Appointed as a PA in 2006, Eggan was joined by Ann Arbor attorney Sarah Meinhart in 2013, and this year by Ann Arbor attorney Josh Fink. The “fourth Musketeer” is Matt Daniels, an attorney in the firm of Pear Sperling Eggan & Daniels, P.C., who is not an appointed PA but who works very closely with Eggan. 
The three PAs work individually, but have called upon each other and PAs in different counties when some direction was needed. 
“I’m still learning every day,” Meinhart says. “I guess that’s why they call it ‘practicing’ law instead of ‘doing’ law.”
The position provides a neutral party to assist in the administration of proceedings that require probate court involvement where there is no family known or who is willing to administer the estate or make arrangements for the disposition of the body, Eggan explains. 
As a neutral party, a public administrator may assist in the resolution of many disputed matters when asked by the court or the parties in a contentious probate proceeding, thereby saving court time and expense. 
“In most of the cases, there are little or no assets available to pay for the disposition of the body of the deceased or to pay creditors, court cost, or fees to the PA for the services provided. However, some interesting cases arise in which there are many assets to deal with,” he says.  
“Some of those cases are rewarding for me as the PA, but in some cases heirs are located that may have been estranged and the benefits received by them are probably not what the deceased would have wanted to have happen.”
Meinhart was once contacted by the drafter of a trust where no appointed trustees were available to serve, and she was appointed as trustee. 
“The gentleman had property with an airstrip, a self-designed septic system, and a handful of international patents,” she says. “I worked with the county to sell the property in escrow after approval of a new system, and worked with a company in Troy that approached Fortune 500 companies regarding the purchase of the patents.”   
Another case involved a man who had been a hoarder. “I was able, after approval by the State PA, to donate an apartment full of men’s winter clothing to St. Vincent de Paul to disperse to the poor in our community,” she says. “They were definitely excited!”
Many attorneys are unaware or not clear on how they can use PAs, Meinhart notes. 

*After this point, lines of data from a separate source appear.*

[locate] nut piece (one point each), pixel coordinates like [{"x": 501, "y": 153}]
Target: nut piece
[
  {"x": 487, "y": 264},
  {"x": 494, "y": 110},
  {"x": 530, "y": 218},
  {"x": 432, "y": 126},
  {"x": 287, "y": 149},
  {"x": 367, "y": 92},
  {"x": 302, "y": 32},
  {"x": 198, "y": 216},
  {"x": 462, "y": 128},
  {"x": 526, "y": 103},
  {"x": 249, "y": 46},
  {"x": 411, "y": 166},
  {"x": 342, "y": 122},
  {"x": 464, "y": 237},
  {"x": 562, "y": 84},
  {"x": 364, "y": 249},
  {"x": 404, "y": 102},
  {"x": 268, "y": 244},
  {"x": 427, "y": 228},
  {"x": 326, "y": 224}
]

“The court and other attorneys can use PAs in contested matters to serve as independent Personal Representatives or Trustees,” she explains. “We’re vetted by the State and appointed by the Attorney General to serve in this unique position. I’ve served in both roles and found heirs and beneficiaries to be more receptive to myself serving than someone either party has suggested. We also have the skill set of working with estates where we start at ground zero with our knowledge of the deceased person or their assets, so we’re well versed in research and asset preservation.” 
In Washtenaw, PAs are used mainly as personal representatives or special personal representatives in estates where no heirs can be found, or where no heirs are willing or able to serve as PRs, she notes.  
“The court can also appoint us as an uninterested PR when there are feuding heirs and beneficiaries, or where a PR needs to be appointed for a single action, such as Quieting a Title to a previously foreclosed property. Our court has its own list of people they appoint as Guardian or Conservator if no one will serve, but we can most definitely assist with the process.” 
Meinhart enjoys her role as a PA. “It’s rewarding in that I can serve my community with my knowledge as an attorney, as oftentimes we are not paid or only receive partial payment,” she says. “I enjoy it because it presents many new facets to the position of Personal Representative and our role as a fiduciary.”